John D. Griffith, MD
Add the Ensemble
I am sure it was just an oversight, but Bob Morgan's Big Five [Letters, June 25] should have been the Big Six. He neglected The Ensemble Theatre -- the Southwest's leading African-American theater -- whose productions are covered by local critics. The Houston theater scene is filled with worthy venues, and we are thankful for the coverage!
Margie Beegle, Marketing and PR
The Ensemble Theatre
Write on Target
I was lucky enough to see an advance free screening of Out of Sight, and loved it! I couldn't have written your write-up ["Leonard's Canny Charmer," by Michael Sragow, June 25] any better.
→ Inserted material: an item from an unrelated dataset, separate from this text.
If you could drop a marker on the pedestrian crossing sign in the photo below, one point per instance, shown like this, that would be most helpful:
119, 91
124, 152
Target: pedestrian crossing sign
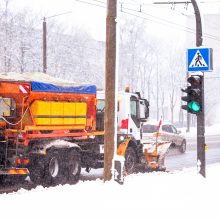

Keep up the good work.
Maybe You Scare Them
That picture of Bozo Porno Circus ["Houston Press Music Awards," June 25] frightens me. God bless the Hollisters.
X-onerating the Files
Okay, I agree with you about most of your review ["X-Filer Fun," by Andy Klein, June 18]. Only two things really bugged me -- the two "plot holes" you point out toward the end: the earthquake and the clothes.
First, the earth quaked because Mulder's interference with the plumbing disturbed the alien craft buried below the ice. Second, Scully didn't have clothes on in the pod, she was wearing Mulder's parka and a pair of what seemed to be sweatpants that he, in all likelihood, brought with him. I don't usually take exception with reviews: After all, it's a free country; you know the spiel. Just wanted to point out that these aren't holes -- there's a reasonable explanation here. Thanks!